Gunn is also known for being very accessible online. This has occasionally worked against him, such as when Disney briefly let him go from the "Guardians" franchise for past tweets. But it also helps him stay in touch with fans. A few Halloweens back, Gunn posted a list to Facebook of his top 50 favorite horror films. "[T]his is my list of FAVORITES. It does not mean these are the BEST," he wrote. "They are simply the horror films I get the most out of personally." At the top of the list was "Jaws," the classic Steven Spielberg film that basically invented the blockbuster. But there were some more contemporary favorites on the list as well.

Gunn is taken by Bong Joon-ho's "The Host"

Gunn's ranked list starts out with a lot of 20th century classics: "Jaws," "Audition," the '78 version of "Invasion of the Body Snatchers." We don't get to a 21st century film until number four, the 2006 Korean monster film "The Host."

Directed by "Parasite" auteur Bong Joon-ho, "The Host" was a breakout film for Korean cinema's international reputation. It's about a monster that comes from environmental negligence, but it's also about how poorly bureaucrats react to present danger. Critic David Erlich called it the definitive monster movie of the 21st century. "It's a story about an evil that doesn't even pretend to be anything else," he wrote for IndieWire. "It's the only recent monster movie that doesn't feel like a metaphor for something else. Sometimes, the danger really is that obvious."

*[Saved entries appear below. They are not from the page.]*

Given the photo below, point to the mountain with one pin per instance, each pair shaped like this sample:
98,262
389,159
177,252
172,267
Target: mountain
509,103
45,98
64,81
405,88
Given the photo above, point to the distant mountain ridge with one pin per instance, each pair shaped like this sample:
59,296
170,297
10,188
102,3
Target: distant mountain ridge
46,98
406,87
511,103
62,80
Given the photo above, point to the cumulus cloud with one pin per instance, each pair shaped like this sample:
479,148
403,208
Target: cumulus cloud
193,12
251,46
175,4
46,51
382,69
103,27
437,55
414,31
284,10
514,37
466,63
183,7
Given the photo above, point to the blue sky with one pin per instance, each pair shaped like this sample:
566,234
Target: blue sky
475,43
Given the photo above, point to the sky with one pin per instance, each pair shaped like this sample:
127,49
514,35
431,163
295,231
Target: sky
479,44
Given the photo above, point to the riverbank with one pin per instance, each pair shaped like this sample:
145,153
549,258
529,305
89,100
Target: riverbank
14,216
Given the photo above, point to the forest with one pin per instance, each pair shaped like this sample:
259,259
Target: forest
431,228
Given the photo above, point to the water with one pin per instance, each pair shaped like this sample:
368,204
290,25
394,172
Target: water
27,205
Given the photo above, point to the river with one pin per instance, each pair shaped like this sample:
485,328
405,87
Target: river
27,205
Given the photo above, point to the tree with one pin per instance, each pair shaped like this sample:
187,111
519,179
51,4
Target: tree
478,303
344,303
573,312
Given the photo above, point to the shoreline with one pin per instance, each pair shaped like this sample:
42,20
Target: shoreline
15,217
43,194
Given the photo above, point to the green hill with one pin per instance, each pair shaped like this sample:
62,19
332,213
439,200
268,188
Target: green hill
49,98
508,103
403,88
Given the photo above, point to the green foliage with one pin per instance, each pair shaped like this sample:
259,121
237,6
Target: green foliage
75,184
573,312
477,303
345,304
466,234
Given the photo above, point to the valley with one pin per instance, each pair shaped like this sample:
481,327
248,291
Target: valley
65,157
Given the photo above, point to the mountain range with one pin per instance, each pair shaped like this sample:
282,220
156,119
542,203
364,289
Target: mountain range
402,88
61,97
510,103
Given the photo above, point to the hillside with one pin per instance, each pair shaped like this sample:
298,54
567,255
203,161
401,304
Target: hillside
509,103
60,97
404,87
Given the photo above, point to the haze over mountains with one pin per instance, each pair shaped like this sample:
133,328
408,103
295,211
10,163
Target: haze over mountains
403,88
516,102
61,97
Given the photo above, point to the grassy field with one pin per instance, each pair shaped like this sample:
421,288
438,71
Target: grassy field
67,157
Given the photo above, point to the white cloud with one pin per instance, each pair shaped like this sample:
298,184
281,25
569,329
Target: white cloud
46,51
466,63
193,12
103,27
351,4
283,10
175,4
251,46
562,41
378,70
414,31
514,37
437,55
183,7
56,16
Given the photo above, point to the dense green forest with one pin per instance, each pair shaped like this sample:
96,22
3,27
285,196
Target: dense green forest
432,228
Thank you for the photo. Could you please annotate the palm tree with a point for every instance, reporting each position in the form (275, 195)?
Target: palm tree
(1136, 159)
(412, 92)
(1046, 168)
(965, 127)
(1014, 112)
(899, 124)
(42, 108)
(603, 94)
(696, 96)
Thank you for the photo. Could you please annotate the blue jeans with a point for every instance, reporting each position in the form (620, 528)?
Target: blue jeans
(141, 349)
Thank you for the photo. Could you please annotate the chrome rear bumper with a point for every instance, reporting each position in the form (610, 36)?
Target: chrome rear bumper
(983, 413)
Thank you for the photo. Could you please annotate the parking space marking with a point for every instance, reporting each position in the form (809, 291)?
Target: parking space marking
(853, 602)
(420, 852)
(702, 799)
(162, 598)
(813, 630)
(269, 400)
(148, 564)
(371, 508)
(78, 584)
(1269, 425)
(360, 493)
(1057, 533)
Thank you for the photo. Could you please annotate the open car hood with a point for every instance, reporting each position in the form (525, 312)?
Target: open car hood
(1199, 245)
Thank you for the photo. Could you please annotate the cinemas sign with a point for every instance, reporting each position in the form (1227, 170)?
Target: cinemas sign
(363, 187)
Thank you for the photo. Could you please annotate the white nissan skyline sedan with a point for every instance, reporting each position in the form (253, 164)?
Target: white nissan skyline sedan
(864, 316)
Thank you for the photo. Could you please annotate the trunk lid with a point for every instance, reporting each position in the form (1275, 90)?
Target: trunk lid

"The Host" is also beloved for its tonal shifts. Like many of Bong Joon-ho's films, comedic elements slip in — from dry social commentary to pratfalls. One can see why Gunn, a man who has been working in horror comedy since he wrote the screenplay for Troma classic "Tromeo and Juliet" — not to mention the script for the first live action "Scooby-Doo" – would love such a jocular horror film.